現代とは違い、月がはっきり綺麗に見える。こんなに綺麗な月を見るのは初めてで、思わず見入ってしまった。周囲を見渡し、改めてここが平成ではないことを思い知らされる。圏外になっている携帯。現代との連絡手段が途絶えてしまっている。



「――…ずっと聞こえてたよ…♪ ずっと探してたよ…♪」



寂しさを紛らわす為に、口ずさむ程度に歌を歌う。これで寂しさが消えるわけじゃない。でも、歌わなければ涙が出そうだ。
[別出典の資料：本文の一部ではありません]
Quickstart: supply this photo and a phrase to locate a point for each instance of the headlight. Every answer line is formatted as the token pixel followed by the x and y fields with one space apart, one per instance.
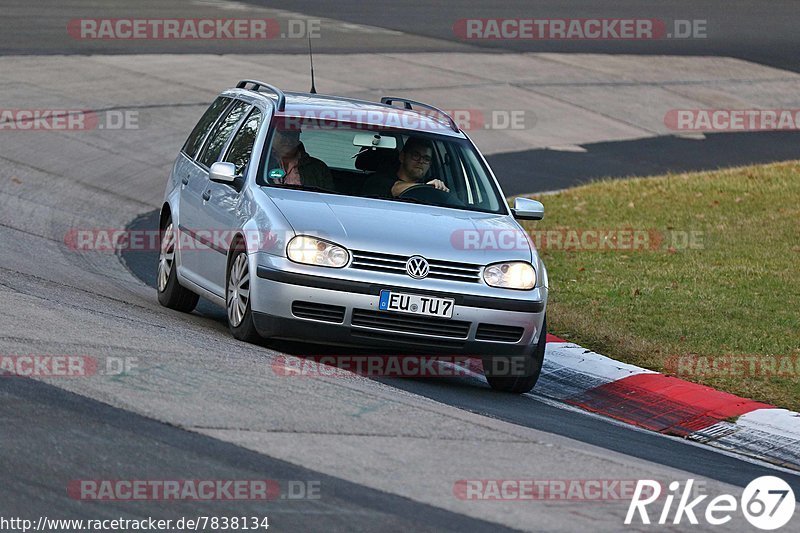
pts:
pixel 512 275
pixel 311 251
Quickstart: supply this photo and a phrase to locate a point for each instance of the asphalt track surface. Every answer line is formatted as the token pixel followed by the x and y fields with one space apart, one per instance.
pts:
pixel 50 435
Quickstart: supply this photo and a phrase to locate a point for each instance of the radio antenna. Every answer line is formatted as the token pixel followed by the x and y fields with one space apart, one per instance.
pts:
pixel 311 57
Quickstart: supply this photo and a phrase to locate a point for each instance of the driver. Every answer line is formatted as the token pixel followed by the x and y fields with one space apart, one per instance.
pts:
pixel 415 161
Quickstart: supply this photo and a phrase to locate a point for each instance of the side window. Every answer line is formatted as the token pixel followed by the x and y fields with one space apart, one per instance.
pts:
pixel 221 134
pixel 208 119
pixel 242 145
「――…運命の輪を廻し続けても…♪ 君の姿、蜃気楼より遠すぎて…♪」



怒りっぽかったけど、誰よりも無邪気でたくさん遊んでくれたお父さん。



「――…時代とか星とか全てを束ねて…♪ 思いリンクしたら始まる…♪」



家事や仕事で疲れているのに、それでも私の為になにかをしてくれたお母さん。



「――…遥か先へあまねく記憶たずさえて…♪ 私に寄り添ってた音…♪」



ちょっと厳しいけれど、温厚で優しくて心の痛みが人一倍分かるお兄ちゃん。



「――…いつかきっと…♪ 宇宙の色も塗り替える…♪」



私は、ここに居ます。ちゃんと、生きています。そっちで私が行方不明になっていても、どうか泣かないで。



「――…夢見て…♪ 明日も僕等は誰かに歌う…♪」



歌い終わってしまった。集中が途切れ、涙が出てきた。拭いても拭いても止まらない。
その時、ぐいっ、と誰かに腕を引っ張られた。びっくりしている間に、私は誰かに抱きしめられた。背中にまわる大きな手。私の手を握る小さな手。その手は明らかに土井先生ときり丸の手。いつの間にか起きていた。起こしてしまった。迷惑だっただろうか。



「我慢しなくて良い。泣きたいなら泣け」
「俺達、秋奈姉の味方だから」



二人の言葉に、先程より多く涙が出てきた。家族に会えない苦しさ。こんな私に二人が優しくしてくれる嬉しさ。両方の意味で、涙が溢れ出て止まらない。



「っおと、さ……! おかあ、さ……! お、に、ちゃん……!」



いつぶりだろう。こんなに大泣きしたのは。ここ数年は、こんなに泣くことはなかった。ずっと泣き続ける私を、土井先生ときり丸は黙って私の泣き声を聞いていた。その後のことは、よく覚えていない。でも、きっと泣き疲れて眠ってしまったのだろう。